Qu'avez vous dans cette chambre, fit le comte à son intendant, pourquoi la laissez-vous fermée au lieu de l'ouvrir et de nous engager à la visiter comme les autres? O mon seigneur, lui répondit Romée, il n'y a dans cette chambre rien qui puisse vous intéresser. Je vous en prie, ne me demandez pas à y pénétrer.
On comprend que dans la disposition d'esprit où chacun était, le comte ne voulut pas accéder à cette prière, au contraire, il persiste, tandis que Romée le supplie davantage de n'en rien faire. Enfin, le débat fut clos par l'ordre impératif d'ouvrir.
La porte étant ouverte, la cour se précipite avidement dans la chambre; chacun s'attendait à y trouver le prétendu trésor caché par Romée, mais il y eut tout d'abord un grand désappointement, car on ne vit aucun meuble, aucune armoire. Seul, un vieux coffre était dans un endroit reculé de l'appartement.
Plus de doute, c'est dans ce coffre que doit se trouver le fruit des malversations du serviteur accusé. Raymond veut qu'on l'ouvre en sa présence.

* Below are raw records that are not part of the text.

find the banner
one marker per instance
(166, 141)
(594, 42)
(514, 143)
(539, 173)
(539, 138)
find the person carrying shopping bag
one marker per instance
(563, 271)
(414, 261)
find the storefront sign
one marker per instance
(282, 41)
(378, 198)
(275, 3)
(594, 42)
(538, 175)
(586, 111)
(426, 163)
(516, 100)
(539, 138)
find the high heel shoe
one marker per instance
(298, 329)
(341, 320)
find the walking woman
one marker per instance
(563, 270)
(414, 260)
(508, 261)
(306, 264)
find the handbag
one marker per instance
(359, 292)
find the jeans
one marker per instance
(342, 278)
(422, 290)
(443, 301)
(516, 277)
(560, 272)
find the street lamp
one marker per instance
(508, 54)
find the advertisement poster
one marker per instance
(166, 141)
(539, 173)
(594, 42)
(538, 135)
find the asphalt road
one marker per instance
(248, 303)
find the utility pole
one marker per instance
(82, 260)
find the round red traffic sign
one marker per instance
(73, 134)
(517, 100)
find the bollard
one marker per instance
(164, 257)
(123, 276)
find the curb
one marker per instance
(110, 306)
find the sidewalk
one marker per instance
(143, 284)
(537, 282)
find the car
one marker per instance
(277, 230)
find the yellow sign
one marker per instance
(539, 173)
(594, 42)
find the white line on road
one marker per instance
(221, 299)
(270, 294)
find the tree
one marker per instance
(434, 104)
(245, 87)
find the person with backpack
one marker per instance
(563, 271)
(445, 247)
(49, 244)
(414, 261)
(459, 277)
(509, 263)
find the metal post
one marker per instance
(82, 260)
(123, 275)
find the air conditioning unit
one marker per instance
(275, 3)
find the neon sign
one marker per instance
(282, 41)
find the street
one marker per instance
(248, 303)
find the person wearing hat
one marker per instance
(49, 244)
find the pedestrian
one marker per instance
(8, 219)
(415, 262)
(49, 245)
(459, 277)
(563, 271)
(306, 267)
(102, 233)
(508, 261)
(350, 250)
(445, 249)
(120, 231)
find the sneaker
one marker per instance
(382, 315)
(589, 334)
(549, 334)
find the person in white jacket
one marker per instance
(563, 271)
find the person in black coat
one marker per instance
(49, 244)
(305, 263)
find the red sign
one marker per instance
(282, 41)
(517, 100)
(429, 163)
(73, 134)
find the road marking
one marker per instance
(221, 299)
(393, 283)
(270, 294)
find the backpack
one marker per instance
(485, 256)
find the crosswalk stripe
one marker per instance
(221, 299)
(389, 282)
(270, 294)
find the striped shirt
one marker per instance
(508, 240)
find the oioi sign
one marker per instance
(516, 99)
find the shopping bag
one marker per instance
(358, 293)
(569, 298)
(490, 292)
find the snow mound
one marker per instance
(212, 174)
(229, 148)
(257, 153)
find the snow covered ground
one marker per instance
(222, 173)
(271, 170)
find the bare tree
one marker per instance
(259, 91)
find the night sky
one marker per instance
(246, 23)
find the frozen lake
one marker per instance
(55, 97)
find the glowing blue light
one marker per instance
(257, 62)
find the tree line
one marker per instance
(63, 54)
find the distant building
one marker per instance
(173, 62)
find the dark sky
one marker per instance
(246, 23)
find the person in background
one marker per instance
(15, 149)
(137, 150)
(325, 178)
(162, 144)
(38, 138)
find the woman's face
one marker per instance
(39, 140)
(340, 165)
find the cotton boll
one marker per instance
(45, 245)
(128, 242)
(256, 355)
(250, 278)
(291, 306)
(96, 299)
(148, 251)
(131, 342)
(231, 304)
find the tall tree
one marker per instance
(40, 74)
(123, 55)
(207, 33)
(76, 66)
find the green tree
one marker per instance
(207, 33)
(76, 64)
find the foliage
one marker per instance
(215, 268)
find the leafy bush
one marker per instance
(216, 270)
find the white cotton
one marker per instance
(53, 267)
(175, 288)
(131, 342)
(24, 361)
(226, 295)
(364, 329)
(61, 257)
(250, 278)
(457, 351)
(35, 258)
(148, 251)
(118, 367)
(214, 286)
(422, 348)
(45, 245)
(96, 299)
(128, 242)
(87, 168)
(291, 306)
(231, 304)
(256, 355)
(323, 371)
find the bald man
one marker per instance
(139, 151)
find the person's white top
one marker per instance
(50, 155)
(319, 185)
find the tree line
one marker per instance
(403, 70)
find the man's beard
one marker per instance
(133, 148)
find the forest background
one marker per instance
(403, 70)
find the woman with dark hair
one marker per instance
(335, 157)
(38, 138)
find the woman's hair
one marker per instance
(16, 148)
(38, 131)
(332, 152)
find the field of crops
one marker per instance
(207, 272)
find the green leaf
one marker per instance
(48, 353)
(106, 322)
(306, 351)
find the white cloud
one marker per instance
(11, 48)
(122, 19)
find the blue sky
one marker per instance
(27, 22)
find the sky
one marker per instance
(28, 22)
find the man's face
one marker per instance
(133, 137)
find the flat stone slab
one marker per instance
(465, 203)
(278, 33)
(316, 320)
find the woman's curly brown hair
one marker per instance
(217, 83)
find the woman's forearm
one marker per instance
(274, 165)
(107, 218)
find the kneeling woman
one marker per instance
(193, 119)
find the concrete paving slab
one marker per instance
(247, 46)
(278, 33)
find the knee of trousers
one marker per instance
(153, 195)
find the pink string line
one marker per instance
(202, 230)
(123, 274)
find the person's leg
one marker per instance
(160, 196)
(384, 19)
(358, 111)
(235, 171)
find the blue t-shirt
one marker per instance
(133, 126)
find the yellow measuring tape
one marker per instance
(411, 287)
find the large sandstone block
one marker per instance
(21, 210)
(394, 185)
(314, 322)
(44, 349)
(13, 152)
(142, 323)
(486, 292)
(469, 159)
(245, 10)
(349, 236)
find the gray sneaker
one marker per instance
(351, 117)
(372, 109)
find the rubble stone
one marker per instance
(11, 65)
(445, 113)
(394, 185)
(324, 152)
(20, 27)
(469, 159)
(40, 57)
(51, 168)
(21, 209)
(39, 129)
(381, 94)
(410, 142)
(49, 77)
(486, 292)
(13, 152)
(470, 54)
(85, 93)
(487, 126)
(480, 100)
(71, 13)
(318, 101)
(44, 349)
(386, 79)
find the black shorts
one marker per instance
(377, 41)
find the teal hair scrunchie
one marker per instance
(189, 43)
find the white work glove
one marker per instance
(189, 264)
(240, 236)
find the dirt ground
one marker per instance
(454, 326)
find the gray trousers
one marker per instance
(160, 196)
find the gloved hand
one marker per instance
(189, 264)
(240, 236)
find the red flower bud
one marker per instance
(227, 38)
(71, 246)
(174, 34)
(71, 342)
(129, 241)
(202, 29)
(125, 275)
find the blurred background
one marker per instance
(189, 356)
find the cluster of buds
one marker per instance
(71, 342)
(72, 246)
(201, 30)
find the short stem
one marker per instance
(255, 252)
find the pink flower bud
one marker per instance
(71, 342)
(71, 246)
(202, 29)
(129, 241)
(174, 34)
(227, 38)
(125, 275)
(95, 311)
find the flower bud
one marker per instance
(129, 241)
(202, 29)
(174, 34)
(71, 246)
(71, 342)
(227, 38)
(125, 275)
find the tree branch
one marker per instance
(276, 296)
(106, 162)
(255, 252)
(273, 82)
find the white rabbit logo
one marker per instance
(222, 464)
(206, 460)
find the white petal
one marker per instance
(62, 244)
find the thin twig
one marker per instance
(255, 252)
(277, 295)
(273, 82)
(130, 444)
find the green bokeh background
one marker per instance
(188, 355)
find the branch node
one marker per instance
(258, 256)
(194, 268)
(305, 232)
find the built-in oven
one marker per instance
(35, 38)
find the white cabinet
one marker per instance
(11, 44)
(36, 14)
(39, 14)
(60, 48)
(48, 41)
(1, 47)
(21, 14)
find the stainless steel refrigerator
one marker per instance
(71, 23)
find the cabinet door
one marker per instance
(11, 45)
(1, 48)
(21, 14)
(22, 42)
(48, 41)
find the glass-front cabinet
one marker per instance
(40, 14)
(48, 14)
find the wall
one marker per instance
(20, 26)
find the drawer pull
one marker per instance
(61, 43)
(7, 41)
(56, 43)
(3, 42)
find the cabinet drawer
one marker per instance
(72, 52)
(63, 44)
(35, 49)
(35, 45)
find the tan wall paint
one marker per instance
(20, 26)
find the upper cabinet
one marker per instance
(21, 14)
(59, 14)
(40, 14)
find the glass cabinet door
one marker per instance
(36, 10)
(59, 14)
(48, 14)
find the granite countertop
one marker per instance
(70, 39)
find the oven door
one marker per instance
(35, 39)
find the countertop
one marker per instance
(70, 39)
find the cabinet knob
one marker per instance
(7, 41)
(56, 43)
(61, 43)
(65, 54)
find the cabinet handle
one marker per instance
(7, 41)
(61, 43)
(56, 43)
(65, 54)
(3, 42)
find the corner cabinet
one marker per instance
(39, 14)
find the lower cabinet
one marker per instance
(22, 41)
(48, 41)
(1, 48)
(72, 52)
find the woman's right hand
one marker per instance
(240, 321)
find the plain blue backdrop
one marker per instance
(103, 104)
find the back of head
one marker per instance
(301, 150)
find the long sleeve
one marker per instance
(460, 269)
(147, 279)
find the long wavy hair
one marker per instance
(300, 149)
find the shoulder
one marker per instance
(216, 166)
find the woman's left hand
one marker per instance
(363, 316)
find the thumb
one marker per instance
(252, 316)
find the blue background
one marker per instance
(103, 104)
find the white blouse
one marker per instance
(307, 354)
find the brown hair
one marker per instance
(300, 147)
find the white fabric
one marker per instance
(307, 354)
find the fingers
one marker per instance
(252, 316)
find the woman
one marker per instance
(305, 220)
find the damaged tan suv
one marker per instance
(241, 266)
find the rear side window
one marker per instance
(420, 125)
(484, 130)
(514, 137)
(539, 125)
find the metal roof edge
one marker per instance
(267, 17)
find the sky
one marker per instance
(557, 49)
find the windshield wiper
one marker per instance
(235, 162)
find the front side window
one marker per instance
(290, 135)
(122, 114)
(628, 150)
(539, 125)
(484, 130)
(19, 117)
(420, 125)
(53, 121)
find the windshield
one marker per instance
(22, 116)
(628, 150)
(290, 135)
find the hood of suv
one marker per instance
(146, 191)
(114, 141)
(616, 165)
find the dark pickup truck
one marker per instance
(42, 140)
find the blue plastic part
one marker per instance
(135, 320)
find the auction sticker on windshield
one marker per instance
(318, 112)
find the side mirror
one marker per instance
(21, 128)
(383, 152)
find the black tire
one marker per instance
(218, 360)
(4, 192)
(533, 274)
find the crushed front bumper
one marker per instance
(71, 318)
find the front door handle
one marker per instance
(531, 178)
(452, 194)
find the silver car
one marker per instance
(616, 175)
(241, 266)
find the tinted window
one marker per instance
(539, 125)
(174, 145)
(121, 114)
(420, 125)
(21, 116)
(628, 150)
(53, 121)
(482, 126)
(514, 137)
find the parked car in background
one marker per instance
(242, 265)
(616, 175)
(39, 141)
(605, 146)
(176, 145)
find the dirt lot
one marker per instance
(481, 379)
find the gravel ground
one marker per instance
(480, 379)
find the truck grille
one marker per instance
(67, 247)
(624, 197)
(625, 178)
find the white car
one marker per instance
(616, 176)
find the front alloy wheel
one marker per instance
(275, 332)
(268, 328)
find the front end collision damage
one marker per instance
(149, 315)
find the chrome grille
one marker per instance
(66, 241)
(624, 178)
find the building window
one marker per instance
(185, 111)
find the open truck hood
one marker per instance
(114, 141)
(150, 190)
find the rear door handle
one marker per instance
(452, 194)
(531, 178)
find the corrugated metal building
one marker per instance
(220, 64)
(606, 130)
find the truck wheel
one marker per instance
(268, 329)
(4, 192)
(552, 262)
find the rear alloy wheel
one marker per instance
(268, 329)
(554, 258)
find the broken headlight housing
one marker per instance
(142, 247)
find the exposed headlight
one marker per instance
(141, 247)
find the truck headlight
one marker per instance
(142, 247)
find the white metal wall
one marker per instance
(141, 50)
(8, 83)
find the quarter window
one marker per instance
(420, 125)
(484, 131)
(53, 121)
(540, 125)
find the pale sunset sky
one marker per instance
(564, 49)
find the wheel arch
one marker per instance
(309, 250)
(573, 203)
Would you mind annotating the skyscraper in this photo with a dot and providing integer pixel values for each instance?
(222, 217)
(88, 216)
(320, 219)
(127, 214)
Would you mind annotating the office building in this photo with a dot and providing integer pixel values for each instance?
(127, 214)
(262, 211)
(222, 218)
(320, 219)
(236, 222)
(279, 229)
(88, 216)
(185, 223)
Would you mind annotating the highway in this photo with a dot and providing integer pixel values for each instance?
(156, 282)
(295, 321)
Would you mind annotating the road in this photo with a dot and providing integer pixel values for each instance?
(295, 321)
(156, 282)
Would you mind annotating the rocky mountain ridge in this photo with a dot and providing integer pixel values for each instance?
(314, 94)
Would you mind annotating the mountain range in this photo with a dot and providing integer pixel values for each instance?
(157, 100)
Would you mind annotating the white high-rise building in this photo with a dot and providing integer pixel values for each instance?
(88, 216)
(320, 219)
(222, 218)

Malgré les supplications de Romée, qui, les larmes aux yeux, invoquait auprès du comte les services rendus pour qu'il ne poussât pas l'examen plus loin, le comte ordonne qu'on en fasse sauter la serrure si la clef n'est pas trouvée à la minute même.
Romée fait un dernier effort, mais en vain; le couvercle du coffre est soulevé, et l'œil de chacun plonge curieusement dans le fond qui se montre au grand jour. Mais, o surprise, au lieu d'or, de pierres précieuses, d'objets de prix, que voit-on dans le coffre? l'habit du pèlerin, sa gourde et sa panetière vides, rien de plus.
Ce fut, comme on le pense bien, un moment dramatique. Le comte jeta un coup d'œil terriblement sévère sur ses courtisans, et dit à Romée votre innocence est proclamée à la face du monde entier, je regrette d'avoir eu un instant de soupçon.
Le comte sortit radieux de la maison de Romée, car, au fond, il aimait son serviteur. A peine rendu dans son palais, il demandait à ses familiers ce qu'il pourrait bien faire pour lui témoigner son affection et sa confiance, quand il vit arriver celui qu'on avait accusé méchamment; seulement au lieu d'être vêtu en courtisan, le calomnié avait repris son habit de pèlerin.
Il s'avança jusqu'au pied du trône, et lui dit : Monseigneur, je vous ai servi longtemps honorablement; quand je suis entré à votre service vos finances étaient obérées, votre puissance était chancelante; Dieu m'a fait la grâce de seconder mes efforts et aujourd'hui vos finances sont prospères, votre pouvoir est assuré.
La malveillance de vos courtisans a été plus grande que ma bonne volonté ; elle vous a poussé à me payer d'ingratitude, mais je ne vous en veux pas. Pauvre pèlerin j'étais quand je suis entre à votre service, pèlerin pauvre je suis en sortant de chez vous. Que la volonté de Dieu soit faite, et que Dieu vous bénisse!
Le comte, péniblement affecté, fit tout ce qu'il put pour le retenir, mais la volonté de Romée fut inflexible; il partit, après avoir salué respectueusement, le comte et ses courtisans ébahis. Les paysans de la contrée purent voir sur la route, ce jour-là, marcher d'un pas tranquille et délibéré, le pèlerin, au front placide et résigné, qui se mettait à genoux devant chaque pilon portant une image sainte ou la croix, qui s'arrêtait pour prier un instant dans tous les oratoires, et qui, reprenant ensuite son chemin, disparût au loin sans qu'on n'ait jamais appris où il était allé. De sorte qu'on ne sut ni d'où il était venu, ni dans quel pays il s'était retiré.